Social accountability is a foundational principle for DFCM. The term recognizes the importance of identifying unmet care needs of a constituent community, the central role social and structural determinants play in shaping their health, and addressing care gaps in-order to achieve equity and improve health.
In practice, this means using an equity and anti-oppression lens to systematically reflect on our work in education, research, clinical care, quality and innovation, advocacy and leadership, and thinking deeply about how our individual actions and structural changes can support the best care for marginalized people.
The terms social accountability, health equity, global health, social determinants of health and structural determinants of health are often used together, and sometimes interchangeably, to refer to activities carried out to address the health and social needs of individuals and communities subject to unfair and
oppressive social, economic and political structures. However, each is imbued with a particular meaning. Click each term above to jump down to its definition.
In the context of medical education, social accountability is “the obligation [of medical schools] to direct their education, research and service activities towards addressing the priority health concerns of (those) they have a mandate to serve.”
More broadly in family medicine, “the essence of social accountability rests in responding to the health needs of our society with whatever capacity we have and in whatever ways we can. In the case of family physicians and their organizations, this accountability encompasses the actions taken within the primary care setting in individual doctor-patient relationships (micro), the collective interactions of physicians and organizations with the communities they serve (meso), and the interactions of societies with their professions (macro).”
DFCM’s commitment to social accountability is reflected across our activities and was recently expressed in the 2022-2027 strategic plan. This includes working to support the needs of our communities, including faculty, learners, and the patients we serve and want to serve under the guidance of our Indigenous Leadership Circle, Family Medicine Patient Advisory Committee, and others.
The WHO defines health equity as “the absence of unfair and avoidable or remediable differences in health among population groups defined socially, economically, demographically or geographically”. It is created when individuals have the fair opportunity to reach their fullest health potential, and often requires a deliberate allocation of resources to marginalized communities in an effort to overcome long-standing, institutional and/or historical barriers to opportunity.
DFCM has embraced a community-serving mindset in the curriculum and pays special attention to health equity in considering population health outcomes and social and structural determinants of health. The department is dedicated to bridging the gap between academic medicine and the real-life experiences of the people who use, seek, or need healthcare services. While relevant to all portfolios, the concept of equity is central to the very definition of social accountability.
While there is no single, universally endorsed definition of global health, at DFCM, global health is “an organizing framework” for “study, research and practice that places a priority on improving health and achieving health equity for all people worldwide.”

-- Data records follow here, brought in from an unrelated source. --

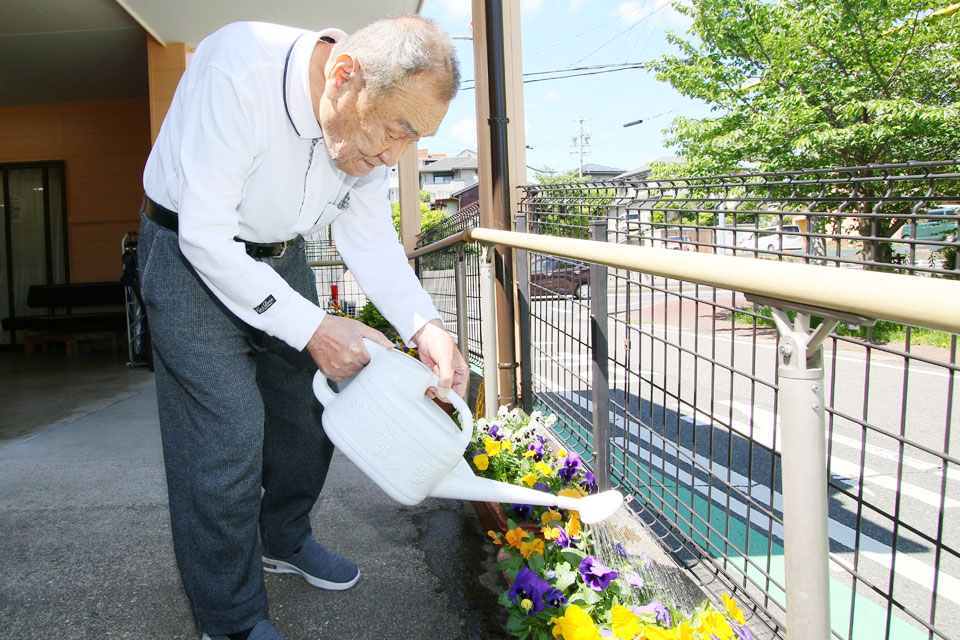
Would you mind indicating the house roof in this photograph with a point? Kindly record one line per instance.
(451, 164)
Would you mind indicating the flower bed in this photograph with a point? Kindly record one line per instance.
(559, 587)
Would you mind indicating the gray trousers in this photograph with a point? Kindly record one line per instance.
(237, 413)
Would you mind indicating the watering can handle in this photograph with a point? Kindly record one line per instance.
(322, 390)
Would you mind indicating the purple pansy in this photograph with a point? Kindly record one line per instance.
(537, 447)
(589, 483)
(563, 538)
(554, 598)
(530, 586)
(571, 465)
(596, 575)
(658, 609)
(523, 511)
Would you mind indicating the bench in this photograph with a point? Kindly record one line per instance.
(63, 322)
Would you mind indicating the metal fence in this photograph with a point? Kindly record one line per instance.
(693, 396)
(694, 405)
(437, 273)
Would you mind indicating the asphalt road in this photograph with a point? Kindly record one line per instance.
(694, 412)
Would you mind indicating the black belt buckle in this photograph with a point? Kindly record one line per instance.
(265, 249)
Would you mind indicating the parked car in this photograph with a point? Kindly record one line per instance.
(678, 243)
(772, 239)
(934, 227)
(550, 275)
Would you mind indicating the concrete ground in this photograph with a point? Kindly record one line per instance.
(85, 548)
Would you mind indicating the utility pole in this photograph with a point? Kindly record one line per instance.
(581, 143)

DFCM global health activities have evolved from what was once called “International Programs” (IP), a range of international partnerships and collaborative capacity-building activities established in the mid-1990s that aimed to strengthen family medicine and primary care worldwide, based on an explicit recognition of their role in enhancing health equity. With the emergence of the academic concept of global health early in the new millennium, the name of the portfolio was changed to global health education to make its focus on health equity more explicit. As had been the case since the inception of the IP, global health at DFCM leverages excellence in family medicine to achieve health equity, in Canada and abroad. In addition to health equity, the notions of reciprocity, co-dependence, partnership, and interdisciplinarity are central to the concept of global health. In keeping with the ongoing evolution of the concept of global health, global health at DFCM and elsewhere has increasingly included attention to health inequities “within borders,” in our local GTA context, and within Canada.

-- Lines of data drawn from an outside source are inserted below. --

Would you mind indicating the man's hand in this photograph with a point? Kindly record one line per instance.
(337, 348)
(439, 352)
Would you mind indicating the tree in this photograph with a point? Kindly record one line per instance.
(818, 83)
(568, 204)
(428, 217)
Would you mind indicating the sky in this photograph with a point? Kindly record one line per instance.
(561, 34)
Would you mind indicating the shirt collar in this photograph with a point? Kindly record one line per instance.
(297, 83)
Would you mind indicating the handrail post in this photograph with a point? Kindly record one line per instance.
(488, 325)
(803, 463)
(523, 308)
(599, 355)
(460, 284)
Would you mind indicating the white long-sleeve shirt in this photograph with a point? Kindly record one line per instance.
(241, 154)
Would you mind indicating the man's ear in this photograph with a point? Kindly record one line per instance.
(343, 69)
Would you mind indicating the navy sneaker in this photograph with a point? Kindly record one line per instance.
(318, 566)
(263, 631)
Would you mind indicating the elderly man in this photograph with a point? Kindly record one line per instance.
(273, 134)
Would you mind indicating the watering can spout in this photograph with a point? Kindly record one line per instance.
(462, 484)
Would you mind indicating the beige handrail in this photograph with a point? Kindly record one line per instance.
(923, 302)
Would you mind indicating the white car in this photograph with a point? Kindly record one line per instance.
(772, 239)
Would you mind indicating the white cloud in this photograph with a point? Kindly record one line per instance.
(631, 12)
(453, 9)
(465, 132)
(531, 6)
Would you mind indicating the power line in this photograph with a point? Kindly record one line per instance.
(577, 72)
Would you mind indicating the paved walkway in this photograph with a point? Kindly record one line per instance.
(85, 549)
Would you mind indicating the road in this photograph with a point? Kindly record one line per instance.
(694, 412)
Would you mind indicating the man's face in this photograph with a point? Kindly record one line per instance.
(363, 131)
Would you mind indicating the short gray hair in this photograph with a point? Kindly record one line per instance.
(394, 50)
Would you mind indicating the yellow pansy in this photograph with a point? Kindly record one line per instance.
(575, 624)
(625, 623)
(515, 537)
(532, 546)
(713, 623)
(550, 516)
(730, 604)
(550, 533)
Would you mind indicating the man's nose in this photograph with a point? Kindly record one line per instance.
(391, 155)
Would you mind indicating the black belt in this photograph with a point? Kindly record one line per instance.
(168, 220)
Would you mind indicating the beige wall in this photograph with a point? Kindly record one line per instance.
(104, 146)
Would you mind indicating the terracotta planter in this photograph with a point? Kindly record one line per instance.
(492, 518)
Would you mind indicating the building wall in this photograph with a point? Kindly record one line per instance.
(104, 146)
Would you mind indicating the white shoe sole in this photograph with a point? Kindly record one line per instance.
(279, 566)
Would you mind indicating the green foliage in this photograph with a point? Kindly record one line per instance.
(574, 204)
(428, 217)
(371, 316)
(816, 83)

Social determinants of health refer to a specific group of social and economic determinants of health that relate to an individual’s place in society. They include income and social status, employment and working conditions, education and literacy, childhood experiences, physical environment, gender and race/racism. Experiences of discrimination, racism and historical trauma are important social determinants of health for groups such as Indigenous Peoples, LGBTQ and Black Canadians.
Structural determinants of health refer to the social, economic and political mechanisms that generate hierarchies of power, access to resources and prestige. In this way, structural determinants of health shape, and are the upstream causes of, social determinants of health.
In the context of family medicine, addressing social and structural determinants of health are fundamental for improving the health of the patients and communities we serve. Doing so in a way that is reflective of the health needs of the communities we serve, is acting in accordance with the principle of social accountability.